Friday, June 26, 2009

Didi Rujak Dalam kenangan Saya

Sepertinya baru kemarin Didi menjemput saya pulang kerja.

Kala itu dia masih kuliah dan kebetulan saya sedang tidak membawa kendaraan lalu, dia bersedia menjemput saya di sabtu siang yang panas. Kemudian sore harinya kami menuju Unyil (satu warung lesehan di ujung Rungkut Surabaya. Selebihnya pertemuan pertemuan kami juga dengan teman-teman lainnya pada akhirnya sering dilakukan di tempat itu.). Di Unyil lah kami sering bercerita saling melepas stress sambil ngopi dan makan gorengan sampe muak. Kebiasaan yang ga pernah hilang bahkan sampai dia sudah bekerja di perusahaan advertising.

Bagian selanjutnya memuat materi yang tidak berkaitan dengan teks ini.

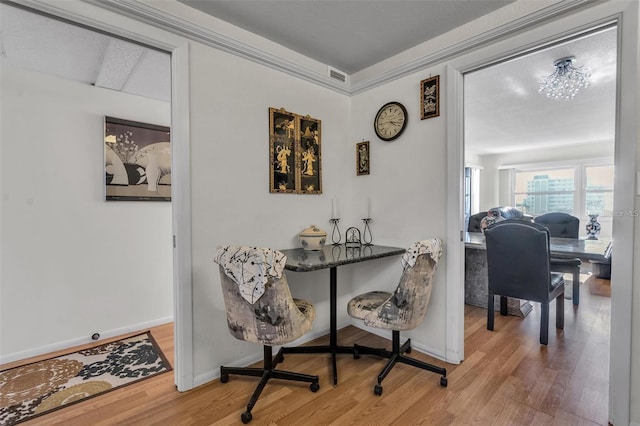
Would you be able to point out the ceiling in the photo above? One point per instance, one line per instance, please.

Rapat preweding Ronde dan Prima juga dilakukan di sana (http://susanders.multiply.com/photos/album/41/Rondes_wedding - he was wearing black shirt and he also put his funny comment there with ID khotijah). Si pemilik warung pun sudah ga pernah kaget dengan kelakuan komeng (that's how his famous name). Selalu bikin semua orang terhibur dengan Ndabruzz nya. Coba baca aja salah satu kelakuan Didi yang lucu itu dalam bolg lain di sini http://susanders.multiply.com/journal/item/30/One_evening_di_Unyil 

Sepertinya baru kemarin Didi melukis wajah saya saat saya masih berkerudung di tembok dekat kampusnya. Didi memang pintar menggambar juga meskipun tidak semaestro Picaso ataupun seterkenal Basuki Abdullah. Satu hari Didi mengajak saya melewati satu area dekat kampusnya dimana ada tembok atau pagar dari seng (saya lupa) yang membiarkan mahasiswa di sana mencorat coret dinding sebagai ajang kreatifitas mereka. 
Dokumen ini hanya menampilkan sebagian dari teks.